Strategy for writing a new LLVM backend?


I'm playing around with an LLVM backend for the MC6809 8-bit processor. This is both so that I can learn LLVM and I would like a halfway-decent cross-compiler for that processor. Yes, I am a sucker for punishment!

I'm getting very tied up in the implementation details, hence my request for advice.

The MC6809 instruction set is very clean at the assembly language level, but the binary opcodes are not so helpful. Some instructions have a prefix byte, and due to the rich addressing modes, the instructions are very variable in length, and not necessarily neat or consistent. There is only very limited scope for packing known bit patterns like a a $src or $dst field.

Where it would be nice to have (e.g.)

  ADDA 1,X
  ADDB $20FF
  ADDD #23
  ADDA [123,Y]

... or ...

  NEG addr
  NEG [3,Y]

... all matched with (say) "[(set $dst, (<opcode> $dst, $src)),(set $dst, (add $dst, $imm))]" - note the 2-argument mode - constructing the opcodes at the same time appears to be not possible. I think I can't do instruction matching this way. Multiclasses don't seem to quite get there either.

So far I've got the whole instruction set in MC6809Instr(Format|Info).td (the indexed modes need some work as the postbytes are messy), without any matching, and I suspect I'll need to do all the instruction selection in the MC6809ISel* files.

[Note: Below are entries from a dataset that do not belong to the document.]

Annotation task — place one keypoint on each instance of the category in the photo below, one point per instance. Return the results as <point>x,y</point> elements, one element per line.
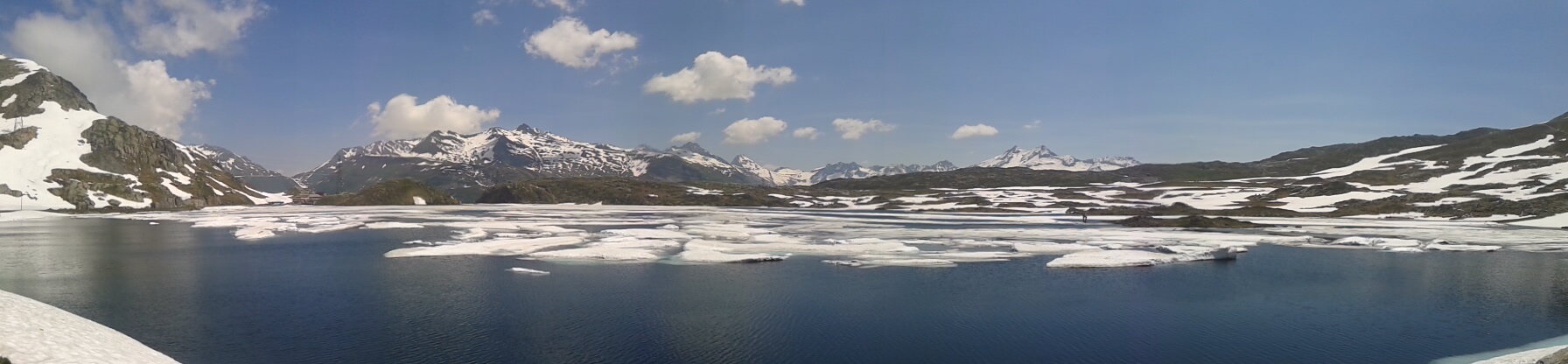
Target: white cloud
<point>684,138</point>
<point>485,16</point>
<point>806,134</point>
<point>182,27</point>
<point>405,118</point>
<point>564,5</point>
<point>570,43</point>
<point>82,51</point>
<point>972,130</point>
<point>717,77</point>
<point>753,130</point>
<point>853,129</point>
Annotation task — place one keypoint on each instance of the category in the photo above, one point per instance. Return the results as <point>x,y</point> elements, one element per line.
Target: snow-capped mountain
<point>57,151</point>
<point>467,164</point>
<point>857,172</point>
<point>1045,159</point>
<point>253,174</point>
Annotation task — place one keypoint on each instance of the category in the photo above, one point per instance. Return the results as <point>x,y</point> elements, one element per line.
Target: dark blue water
<point>203,297</point>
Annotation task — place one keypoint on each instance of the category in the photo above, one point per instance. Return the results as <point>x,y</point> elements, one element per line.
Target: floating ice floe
<point>1138,257</point>
<point>528,272</point>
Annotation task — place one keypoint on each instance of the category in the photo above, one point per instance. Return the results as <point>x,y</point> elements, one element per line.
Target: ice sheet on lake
<point>712,234</point>
<point>1138,257</point>
<point>499,247</point>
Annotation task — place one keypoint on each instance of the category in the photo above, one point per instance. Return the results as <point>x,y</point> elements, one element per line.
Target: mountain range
<point>469,164</point>
<point>57,151</point>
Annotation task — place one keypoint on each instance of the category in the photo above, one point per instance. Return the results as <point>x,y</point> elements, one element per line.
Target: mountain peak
<point>1041,158</point>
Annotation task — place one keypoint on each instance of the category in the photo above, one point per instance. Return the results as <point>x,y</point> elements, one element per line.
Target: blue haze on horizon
<point>1154,80</point>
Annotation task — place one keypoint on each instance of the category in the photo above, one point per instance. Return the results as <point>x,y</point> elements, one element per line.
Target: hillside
<point>253,174</point>
<point>397,192</point>
<point>67,156</point>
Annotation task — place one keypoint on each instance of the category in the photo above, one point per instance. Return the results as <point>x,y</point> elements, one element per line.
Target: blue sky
<point>1156,80</point>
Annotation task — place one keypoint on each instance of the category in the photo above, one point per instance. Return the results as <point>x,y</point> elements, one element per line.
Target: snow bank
<point>29,215</point>
<point>1138,257</point>
<point>392,225</point>
<point>500,247</point>
<point>33,332</point>
<point>1051,248</point>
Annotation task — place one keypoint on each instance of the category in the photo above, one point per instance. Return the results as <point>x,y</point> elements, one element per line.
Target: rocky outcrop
<point>19,138</point>
<point>399,192</point>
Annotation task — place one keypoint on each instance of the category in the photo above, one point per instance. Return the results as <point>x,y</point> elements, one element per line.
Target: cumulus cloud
<point>972,130</point>
<point>405,118</point>
<point>853,129</point>
<point>806,134</point>
<point>82,51</point>
<point>182,27</point>
<point>564,5</point>
<point>753,130</point>
<point>570,43</point>
<point>485,16</point>
<point>684,138</point>
<point>717,77</point>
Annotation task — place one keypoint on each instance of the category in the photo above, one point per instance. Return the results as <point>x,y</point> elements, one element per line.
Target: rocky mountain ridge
<point>57,151</point>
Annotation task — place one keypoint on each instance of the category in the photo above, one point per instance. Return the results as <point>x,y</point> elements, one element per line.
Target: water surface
<point>203,297</point>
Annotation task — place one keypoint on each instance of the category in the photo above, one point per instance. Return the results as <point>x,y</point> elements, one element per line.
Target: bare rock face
<point>1560,356</point>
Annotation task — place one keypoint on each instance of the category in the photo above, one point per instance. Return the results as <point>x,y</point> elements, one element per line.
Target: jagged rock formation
<point>253,174</point>
<point>67,156</point>
<point>1045,159</point>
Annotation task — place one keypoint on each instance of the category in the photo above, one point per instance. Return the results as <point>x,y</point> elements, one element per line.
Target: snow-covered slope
<point>33,332</point>
<point>1045,159</point>
<point>857,172</point>
<point>467,164</point>
<point>253,174</point>
<point>67,156</point>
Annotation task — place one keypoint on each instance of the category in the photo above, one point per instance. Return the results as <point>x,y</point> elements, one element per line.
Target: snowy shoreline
<point>631,234</point>
<point>33,332</point>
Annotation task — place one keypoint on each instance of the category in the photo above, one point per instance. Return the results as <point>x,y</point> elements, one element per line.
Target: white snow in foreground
<point>59,146</point>
<point>392,225</point>
<point>1138,257</point>
<point>37,333</point>
<point>1522,356</point>
<point>21,215</point>
<point>598,253</point>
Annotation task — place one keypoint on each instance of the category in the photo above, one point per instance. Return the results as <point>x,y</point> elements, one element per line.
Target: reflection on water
<point>203,297</point>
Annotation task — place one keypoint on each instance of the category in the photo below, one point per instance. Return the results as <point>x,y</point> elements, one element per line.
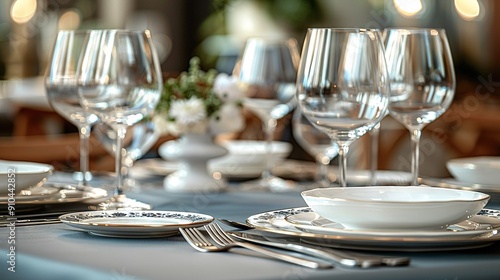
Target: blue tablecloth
<point>58,251</point>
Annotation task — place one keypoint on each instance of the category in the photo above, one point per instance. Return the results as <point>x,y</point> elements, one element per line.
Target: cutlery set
<point>214,239</point>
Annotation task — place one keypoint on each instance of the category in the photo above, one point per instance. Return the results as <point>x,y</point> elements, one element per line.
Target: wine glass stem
<point>84,132</point>
<point>344,149</point>
<point>374,139</point>
<point>120,135</point>
<point>415,140</point>
<point>323,179</point>
<point>269,128</point>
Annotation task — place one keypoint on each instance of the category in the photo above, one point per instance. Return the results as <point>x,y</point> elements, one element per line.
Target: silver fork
<point>198,241</point>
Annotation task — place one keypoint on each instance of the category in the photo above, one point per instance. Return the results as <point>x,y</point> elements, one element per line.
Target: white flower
<point>188,112</point>
<point>226,88</point>
<point>228,119</point>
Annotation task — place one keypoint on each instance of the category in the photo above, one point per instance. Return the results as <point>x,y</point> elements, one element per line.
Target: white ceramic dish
<point>273,224</point>
<point>52,193</point>
<point>476,170</point>
<point>312,222</point>
<point>23,174</point>
<point>248,157</point>
<point>134,224</point>
<point>395,207</point>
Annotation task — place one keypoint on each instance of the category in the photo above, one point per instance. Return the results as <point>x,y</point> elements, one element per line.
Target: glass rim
<point>131,31</point>
<point>346,29</point>
<point>416,30</point>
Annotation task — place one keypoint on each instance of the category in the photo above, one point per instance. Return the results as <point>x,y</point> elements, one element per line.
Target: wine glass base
<point>270,184</point>
<point>122,202</point>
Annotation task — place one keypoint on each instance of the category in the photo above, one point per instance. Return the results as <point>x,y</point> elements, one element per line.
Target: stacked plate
<point>24,185</point>
<point>387,218</point>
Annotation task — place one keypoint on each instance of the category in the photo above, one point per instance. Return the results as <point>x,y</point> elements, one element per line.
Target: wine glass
<point>139,139</point>
<point>62,91</point>
<point>422,79</point>
<point>267,70</point>
<point>317,144</point>
<point>343,85</point>
<point>119,78</point>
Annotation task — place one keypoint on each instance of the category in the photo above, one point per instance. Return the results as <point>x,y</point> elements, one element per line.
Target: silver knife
<point>341,257</point>
<point>28,222</point>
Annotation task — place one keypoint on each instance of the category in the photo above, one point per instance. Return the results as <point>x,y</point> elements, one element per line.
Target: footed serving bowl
<point>21,175</point>
<point>395,207</point>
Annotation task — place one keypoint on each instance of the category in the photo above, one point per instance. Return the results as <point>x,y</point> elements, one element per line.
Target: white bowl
<point>18,175</point>
<point>476,170</point>
<point>395,207</point>
<point>248,157</point>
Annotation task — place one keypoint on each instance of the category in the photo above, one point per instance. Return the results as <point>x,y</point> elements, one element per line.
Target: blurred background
<point>216,32</point>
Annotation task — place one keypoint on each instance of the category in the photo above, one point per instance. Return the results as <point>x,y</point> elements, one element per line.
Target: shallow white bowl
<point>395,207</point>
<point>22,174</point>
<point>248,157</point>
<point>476,170</point>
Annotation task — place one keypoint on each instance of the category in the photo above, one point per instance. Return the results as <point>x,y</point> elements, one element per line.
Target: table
<point>58,251</point>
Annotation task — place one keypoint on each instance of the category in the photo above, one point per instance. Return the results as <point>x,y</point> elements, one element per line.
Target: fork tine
<point>193,239</point>
<point>221,233</point>
<point>200,237</point>
<point>215,235</point>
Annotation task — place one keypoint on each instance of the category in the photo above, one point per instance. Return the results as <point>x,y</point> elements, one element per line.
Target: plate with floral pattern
<point>134,224</point>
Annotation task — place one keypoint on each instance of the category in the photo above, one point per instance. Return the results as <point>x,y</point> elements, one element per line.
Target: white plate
<point>312,222</point>
<point>475,170</point>
<point>273,223</point>
<point>134,224</point>
<point>24,174</point>
<point>52,193</point>
<point>452,183</point>
<point>30,194</point>
<point>395,207</point>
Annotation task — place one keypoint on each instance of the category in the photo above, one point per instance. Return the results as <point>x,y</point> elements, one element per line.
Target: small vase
<point>193,151</point>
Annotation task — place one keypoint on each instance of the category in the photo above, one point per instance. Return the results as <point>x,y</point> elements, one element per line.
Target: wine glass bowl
<point>267,71</point>
<point>62,90</point>
<point>140,138</point>
<point>422,79</point>
<point>342,84</point>
<point>119,79</point>
<point>315,143</point>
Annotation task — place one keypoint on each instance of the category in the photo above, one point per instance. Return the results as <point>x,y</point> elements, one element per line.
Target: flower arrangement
<point>200,102</point>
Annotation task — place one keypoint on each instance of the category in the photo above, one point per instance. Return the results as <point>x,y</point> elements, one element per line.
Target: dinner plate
<point>274,224</point>
<point>312,222</point>
<point>134,224</point>
<point>452,183</point>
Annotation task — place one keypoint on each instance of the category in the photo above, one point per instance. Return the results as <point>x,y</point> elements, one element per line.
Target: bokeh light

All the different types (immediate, indexed, inherent etc are there as separate instructions ordered by primary opcode (plus prefix byte if there is one).

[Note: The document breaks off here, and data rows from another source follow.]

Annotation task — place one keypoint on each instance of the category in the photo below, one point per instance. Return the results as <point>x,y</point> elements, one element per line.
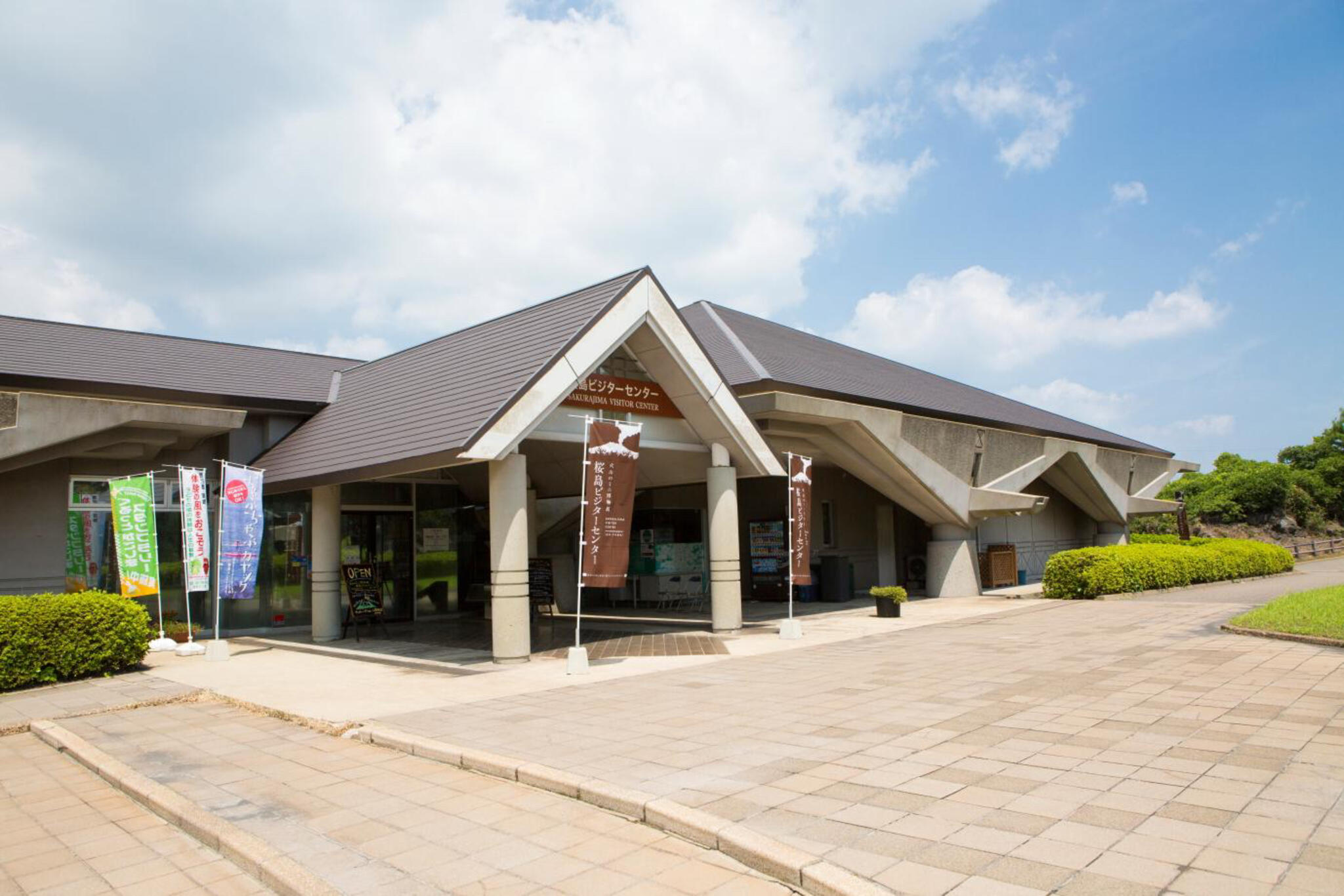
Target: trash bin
<point>835,579</point>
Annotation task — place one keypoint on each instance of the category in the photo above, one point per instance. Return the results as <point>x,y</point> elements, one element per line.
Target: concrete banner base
<point>576,664</point>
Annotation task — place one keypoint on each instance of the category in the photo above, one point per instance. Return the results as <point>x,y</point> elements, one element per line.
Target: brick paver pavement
<point>1078,747</point>
<point>377,821</point>
<point>91,695</point>
<point>66,830</point>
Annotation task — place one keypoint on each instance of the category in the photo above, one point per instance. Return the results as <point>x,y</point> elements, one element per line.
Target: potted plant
<point>178,630</point>
<point>889,600</point>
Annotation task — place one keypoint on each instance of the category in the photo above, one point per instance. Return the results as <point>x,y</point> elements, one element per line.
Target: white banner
<point>195,528</point>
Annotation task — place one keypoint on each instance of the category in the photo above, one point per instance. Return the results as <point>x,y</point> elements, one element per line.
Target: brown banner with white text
<point>613,453</point>
<point>800,511</point>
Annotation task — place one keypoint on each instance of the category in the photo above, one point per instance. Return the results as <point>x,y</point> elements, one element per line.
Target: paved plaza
<point>65,830</point>
<point>1123,746</point>
<point>1109,747</point>
<point>371,820</point>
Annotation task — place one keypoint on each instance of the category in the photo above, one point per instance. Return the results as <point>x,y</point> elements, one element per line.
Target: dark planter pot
<point>887,609</point>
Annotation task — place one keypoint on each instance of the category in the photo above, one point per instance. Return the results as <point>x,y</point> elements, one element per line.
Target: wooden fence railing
<point>1316,547</point>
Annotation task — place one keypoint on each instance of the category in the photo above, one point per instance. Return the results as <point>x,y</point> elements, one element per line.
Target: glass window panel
<point>377,493</point>
<point>437,531</point>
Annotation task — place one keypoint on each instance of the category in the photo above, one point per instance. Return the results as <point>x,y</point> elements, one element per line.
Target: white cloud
<point>35,284</point>
<point>1009,94</point>
<point>365,348</point>
<point>1237,246</point>
<point>417,169</point>
<point>975,317</point>
<point>1129,193</point>
<point>1077,401</point>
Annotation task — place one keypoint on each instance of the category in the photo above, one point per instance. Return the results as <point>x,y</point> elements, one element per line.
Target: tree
<point>1322,466</point>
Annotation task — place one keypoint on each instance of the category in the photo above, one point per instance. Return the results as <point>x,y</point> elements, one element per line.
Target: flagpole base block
<point>576,664</point>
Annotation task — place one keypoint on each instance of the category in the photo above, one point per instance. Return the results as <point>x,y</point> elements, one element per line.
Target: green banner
<point>77,566</point>
<point>137,542</point>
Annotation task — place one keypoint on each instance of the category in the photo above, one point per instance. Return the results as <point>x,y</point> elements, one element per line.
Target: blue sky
<point>1127,213</point>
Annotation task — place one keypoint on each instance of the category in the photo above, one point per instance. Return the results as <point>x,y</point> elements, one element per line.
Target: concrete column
<point>326,562</point>
<point>510,613</point>
<point>887,569</point>
<point>954,567</point>
<point>531,523</point>
<point>1112,534</point>
<point>724,555</point>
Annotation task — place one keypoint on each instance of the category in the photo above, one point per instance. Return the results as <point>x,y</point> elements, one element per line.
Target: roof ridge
<point>919,370</point>
<point>175,336</point>
<point>747,355</point>
<point>500,317</point>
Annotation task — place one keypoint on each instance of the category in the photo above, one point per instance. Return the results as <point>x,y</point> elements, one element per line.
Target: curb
<point>23,727</point>
<point>1284,636</point>
<point>249,852</point>
<point>756,851</point>
<point>347,653</point>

1) Am I making sense, and is my approach so far sane?
1a) Once I have defined all the instructions, will grouping them by function and selecting the right one(s) in C++ code in the *ISel*.cpp files make more sense?

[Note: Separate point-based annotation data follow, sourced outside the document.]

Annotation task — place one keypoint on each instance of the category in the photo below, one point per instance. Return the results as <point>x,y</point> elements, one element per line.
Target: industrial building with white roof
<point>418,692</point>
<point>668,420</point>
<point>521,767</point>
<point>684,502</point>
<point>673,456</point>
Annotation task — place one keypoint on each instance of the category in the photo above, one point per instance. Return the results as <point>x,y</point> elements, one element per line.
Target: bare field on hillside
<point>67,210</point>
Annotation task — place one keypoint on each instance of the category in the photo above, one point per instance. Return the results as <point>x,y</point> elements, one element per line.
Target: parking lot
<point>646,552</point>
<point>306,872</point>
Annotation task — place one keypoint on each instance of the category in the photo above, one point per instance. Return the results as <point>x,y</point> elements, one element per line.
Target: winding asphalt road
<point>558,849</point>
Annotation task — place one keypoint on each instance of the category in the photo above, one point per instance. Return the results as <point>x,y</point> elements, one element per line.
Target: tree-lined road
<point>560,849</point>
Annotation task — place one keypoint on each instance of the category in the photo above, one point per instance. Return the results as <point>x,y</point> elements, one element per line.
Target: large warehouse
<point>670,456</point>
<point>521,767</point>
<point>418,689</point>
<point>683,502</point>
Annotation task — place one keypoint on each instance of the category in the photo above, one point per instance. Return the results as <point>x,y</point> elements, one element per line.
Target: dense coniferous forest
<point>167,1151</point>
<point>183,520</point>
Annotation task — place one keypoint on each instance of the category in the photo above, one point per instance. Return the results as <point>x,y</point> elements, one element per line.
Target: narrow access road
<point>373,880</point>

2) Using MSP430 as a base, how do I force the TwoAddressInstructionPass to be run at the right time?

Thanks and happy new year to all!


Hi Mark,

To deal with multiple addressing mode instruction selection for same opcodes following can be done :-

1/ Define different instruction patterns for a give operator DAG node with different operands and emitting different asm string.

2/ Define custom DAG nodes during target lowering (TargetLowering::LowerOperation) and write a dumb selector to emit necessary asm strings for custom nodes.

3/ Take a cue from X86 ComplexPattern where pattern matching for addressing mode is done using explicit C++ code.

Hope this helps.